Here is a list of books from Wiki by Loewen:
Loewen has published the following works:
- The Mississippi Chinese: Between Black and White, Cambridge: Harvard University Press, 1971; second edition, Prospect Heights, IL: Waveland Press 1988
- Loewen, James W.; Sallis, Charles (1974). Mississippi: Conflict and Change. New York: Pantheon Books.
- Loewen, James W. (1982). Social Science in the Courtroom. Lexington: D.C. Heath and Company.
- The Truth About Columbus 1989; second edition as Lies My Teacher Told Me About Christopher Columbus, paperback, 2006
- Loewen, James W. (1995). Lies My Teacher Told Me: Everything Your High School History Textbook Got Wrong. New York: The New Press.
- Loewen, James W. (1999). Lies Across America: What Our Historic Markers and Monuments Get Wrong. New York: The New Press.
- Loewen, James W. (2005). Sundown Towns. New York: The New Press. ISBN 156584887X.
- Loewen, James W. (2007). Lies My Teacher Told Me: Everything Your High School History Textbook Got Wrong. New York: The New Press.
- Loewen, James W. (2010). Teaching What Really Happened: How to Avoid the Tyranny of Textbooks and Get Students Excited About Doing History. New York: Teachers College Press.
- Loewen, James W.; Sebesta, Edward H. (2010). The Confederate and Neo-Confederate Reader: The “Great Truth” about the “Lost Cause”. Jackson, Mississippi: University Press of Mississippi. ISBN 978-1-60473-218-4
- Loewen, James W. (February 26, 2011). “Five myths about why the South seceded”. The Washington Post. Retrieved December 17, 2013.

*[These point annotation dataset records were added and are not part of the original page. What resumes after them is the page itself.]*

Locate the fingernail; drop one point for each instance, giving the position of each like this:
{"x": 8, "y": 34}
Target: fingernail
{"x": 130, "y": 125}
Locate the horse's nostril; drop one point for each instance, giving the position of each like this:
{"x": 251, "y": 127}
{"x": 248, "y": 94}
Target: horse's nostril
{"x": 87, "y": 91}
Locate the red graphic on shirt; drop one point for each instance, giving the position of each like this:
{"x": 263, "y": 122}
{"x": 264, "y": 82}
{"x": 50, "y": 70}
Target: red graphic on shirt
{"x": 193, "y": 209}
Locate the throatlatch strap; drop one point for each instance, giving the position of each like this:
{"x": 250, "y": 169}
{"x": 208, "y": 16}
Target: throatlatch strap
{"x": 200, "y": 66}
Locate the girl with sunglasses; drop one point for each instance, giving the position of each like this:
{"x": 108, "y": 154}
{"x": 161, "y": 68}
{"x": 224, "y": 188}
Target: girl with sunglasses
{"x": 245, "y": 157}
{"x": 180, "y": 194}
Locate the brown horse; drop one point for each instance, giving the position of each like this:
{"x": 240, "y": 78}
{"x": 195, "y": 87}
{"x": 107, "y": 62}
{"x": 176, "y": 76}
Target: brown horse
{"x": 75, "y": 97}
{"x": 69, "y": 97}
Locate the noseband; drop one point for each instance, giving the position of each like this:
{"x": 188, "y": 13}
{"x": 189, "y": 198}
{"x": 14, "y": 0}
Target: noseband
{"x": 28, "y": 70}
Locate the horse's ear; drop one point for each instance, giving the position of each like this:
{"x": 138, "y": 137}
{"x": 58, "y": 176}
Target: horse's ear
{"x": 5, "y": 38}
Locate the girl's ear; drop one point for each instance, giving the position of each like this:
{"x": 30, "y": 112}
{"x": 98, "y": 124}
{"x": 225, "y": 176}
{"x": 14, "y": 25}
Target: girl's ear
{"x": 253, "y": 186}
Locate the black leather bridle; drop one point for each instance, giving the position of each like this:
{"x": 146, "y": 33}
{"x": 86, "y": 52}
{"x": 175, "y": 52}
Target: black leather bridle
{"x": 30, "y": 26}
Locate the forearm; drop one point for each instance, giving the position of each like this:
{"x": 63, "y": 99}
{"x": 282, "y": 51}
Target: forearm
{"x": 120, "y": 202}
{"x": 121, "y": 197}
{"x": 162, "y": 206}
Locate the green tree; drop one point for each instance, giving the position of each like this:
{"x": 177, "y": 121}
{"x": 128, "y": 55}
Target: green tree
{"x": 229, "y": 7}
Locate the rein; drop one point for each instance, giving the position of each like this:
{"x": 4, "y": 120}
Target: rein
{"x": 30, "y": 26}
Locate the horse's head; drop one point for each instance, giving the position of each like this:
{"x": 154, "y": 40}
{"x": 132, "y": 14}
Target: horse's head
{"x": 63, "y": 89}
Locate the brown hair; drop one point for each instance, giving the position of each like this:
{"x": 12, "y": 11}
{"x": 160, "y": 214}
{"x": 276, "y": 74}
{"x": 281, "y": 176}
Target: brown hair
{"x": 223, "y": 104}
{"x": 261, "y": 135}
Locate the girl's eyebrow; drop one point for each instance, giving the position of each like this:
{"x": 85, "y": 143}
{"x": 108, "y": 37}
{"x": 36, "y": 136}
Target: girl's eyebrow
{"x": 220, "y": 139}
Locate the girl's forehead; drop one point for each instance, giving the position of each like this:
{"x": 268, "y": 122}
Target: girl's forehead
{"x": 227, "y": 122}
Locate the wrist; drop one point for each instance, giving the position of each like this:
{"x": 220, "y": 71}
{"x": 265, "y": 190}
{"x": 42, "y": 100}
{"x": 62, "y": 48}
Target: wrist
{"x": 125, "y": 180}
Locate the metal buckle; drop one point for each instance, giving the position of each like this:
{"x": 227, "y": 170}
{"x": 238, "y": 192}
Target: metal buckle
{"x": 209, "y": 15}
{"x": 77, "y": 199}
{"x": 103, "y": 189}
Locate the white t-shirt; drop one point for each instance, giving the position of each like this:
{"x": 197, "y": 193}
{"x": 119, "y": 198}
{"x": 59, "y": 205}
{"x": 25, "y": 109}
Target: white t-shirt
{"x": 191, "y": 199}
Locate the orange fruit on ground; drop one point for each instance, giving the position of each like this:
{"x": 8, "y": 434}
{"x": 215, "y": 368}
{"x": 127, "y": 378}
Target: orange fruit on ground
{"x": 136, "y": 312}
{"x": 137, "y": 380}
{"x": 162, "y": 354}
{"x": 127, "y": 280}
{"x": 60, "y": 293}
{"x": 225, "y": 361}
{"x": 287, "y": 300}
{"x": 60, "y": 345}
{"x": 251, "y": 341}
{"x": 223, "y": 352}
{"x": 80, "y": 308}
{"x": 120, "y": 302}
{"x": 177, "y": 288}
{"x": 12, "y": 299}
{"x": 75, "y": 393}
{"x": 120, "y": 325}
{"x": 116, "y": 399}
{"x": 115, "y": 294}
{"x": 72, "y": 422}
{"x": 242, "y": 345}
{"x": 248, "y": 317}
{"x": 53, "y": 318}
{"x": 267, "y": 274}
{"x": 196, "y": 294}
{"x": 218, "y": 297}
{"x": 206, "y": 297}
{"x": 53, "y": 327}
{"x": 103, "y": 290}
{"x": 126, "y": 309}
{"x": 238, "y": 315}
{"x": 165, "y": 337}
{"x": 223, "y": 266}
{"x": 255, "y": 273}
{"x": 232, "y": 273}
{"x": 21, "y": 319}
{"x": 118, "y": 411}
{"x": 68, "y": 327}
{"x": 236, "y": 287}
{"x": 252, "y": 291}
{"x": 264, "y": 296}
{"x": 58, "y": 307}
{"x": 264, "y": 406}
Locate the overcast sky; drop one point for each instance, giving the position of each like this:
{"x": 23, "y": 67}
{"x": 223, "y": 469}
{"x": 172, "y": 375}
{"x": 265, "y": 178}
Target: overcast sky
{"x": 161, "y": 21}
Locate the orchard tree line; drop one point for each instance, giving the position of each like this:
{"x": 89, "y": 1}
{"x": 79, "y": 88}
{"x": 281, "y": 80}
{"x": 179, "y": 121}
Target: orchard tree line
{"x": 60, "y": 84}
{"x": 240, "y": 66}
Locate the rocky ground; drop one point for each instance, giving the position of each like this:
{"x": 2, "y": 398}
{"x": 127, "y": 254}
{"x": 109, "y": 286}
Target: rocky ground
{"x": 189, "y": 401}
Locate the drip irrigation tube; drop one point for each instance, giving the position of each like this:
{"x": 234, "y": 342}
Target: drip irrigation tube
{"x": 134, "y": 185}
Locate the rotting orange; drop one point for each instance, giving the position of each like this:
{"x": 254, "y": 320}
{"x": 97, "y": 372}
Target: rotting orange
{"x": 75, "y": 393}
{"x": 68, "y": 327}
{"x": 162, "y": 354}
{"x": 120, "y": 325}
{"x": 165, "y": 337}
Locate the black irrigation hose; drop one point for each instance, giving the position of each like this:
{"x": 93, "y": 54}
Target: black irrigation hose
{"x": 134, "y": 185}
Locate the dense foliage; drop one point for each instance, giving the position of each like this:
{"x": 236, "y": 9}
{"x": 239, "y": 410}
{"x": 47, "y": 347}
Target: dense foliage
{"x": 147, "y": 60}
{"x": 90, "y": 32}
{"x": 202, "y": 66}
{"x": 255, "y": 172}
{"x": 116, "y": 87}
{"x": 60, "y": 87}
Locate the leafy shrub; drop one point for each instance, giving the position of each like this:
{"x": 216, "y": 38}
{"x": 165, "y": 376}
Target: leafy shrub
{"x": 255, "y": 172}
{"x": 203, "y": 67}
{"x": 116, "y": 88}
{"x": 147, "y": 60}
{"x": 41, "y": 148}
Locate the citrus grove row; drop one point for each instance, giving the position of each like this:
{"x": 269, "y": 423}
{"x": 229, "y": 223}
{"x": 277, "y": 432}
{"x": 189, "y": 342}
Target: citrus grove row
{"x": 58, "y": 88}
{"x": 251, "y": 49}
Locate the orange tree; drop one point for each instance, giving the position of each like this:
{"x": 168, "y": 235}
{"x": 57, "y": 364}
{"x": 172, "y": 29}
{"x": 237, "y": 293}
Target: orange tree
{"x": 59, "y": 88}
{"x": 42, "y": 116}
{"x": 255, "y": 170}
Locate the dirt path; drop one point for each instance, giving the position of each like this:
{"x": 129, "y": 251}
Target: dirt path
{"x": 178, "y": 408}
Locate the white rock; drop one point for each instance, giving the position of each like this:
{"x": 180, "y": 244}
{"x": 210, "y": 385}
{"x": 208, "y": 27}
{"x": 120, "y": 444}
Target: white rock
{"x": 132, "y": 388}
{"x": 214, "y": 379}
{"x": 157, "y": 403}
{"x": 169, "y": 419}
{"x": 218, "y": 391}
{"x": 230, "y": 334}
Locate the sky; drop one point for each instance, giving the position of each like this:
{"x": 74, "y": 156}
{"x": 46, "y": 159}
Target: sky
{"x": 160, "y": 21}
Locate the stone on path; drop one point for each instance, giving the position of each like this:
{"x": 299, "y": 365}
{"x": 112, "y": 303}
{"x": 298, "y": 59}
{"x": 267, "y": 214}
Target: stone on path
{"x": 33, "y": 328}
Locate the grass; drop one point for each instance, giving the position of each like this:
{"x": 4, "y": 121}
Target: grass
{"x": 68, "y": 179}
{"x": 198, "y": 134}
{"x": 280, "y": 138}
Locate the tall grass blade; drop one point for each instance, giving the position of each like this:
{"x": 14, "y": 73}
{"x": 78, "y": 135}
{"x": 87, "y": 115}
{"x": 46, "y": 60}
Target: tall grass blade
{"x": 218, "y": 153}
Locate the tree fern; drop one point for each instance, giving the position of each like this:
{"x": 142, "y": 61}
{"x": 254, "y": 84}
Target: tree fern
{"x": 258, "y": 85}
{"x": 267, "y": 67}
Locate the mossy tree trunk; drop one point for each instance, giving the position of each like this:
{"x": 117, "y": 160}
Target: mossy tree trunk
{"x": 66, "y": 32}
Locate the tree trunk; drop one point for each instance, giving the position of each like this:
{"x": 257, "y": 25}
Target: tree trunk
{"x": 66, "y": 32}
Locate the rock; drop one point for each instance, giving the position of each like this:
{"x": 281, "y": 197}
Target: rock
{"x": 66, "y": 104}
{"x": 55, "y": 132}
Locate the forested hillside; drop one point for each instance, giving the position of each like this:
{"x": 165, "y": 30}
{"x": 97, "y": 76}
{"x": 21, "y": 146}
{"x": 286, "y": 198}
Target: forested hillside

- Loewen, James W.; Stefoff, Rebecca. (2019). Lies My Teacher Told Me: Young Readers’ Edition. New York: The New Press.
- Loewen, James W. (2020). “Up a Creek, With a Paddle: Tales of Canoeing and Life”, Oakland, CA: PM Press. ISBN 978-1-62963-827-0
I am genuinely sad. His books, as I told him, have been greatly helpful.
“usually by soft-pedaling, oversimplifying and burying the thorny drama and uncertainties of the past under a blanket of dull, voice-of-God narration.”
I think that’s largely unavoidable in a textbook format. A grade school textbook has to convey a lot of information about a long period of time. I doubt it’s practical to get into the nuances and complexities. That’s where a good teacher comes in.
History textbooks certainly do often have issues, when groups like the UDC have actively worked to have them present a biased version of history.
I tried to read Loewen once, many years ago, but didn’t finish the book. However, as someone who was reading non-textbook history books from a young age, the problem may have been I simply wasn’t the audience Loewen was writing for.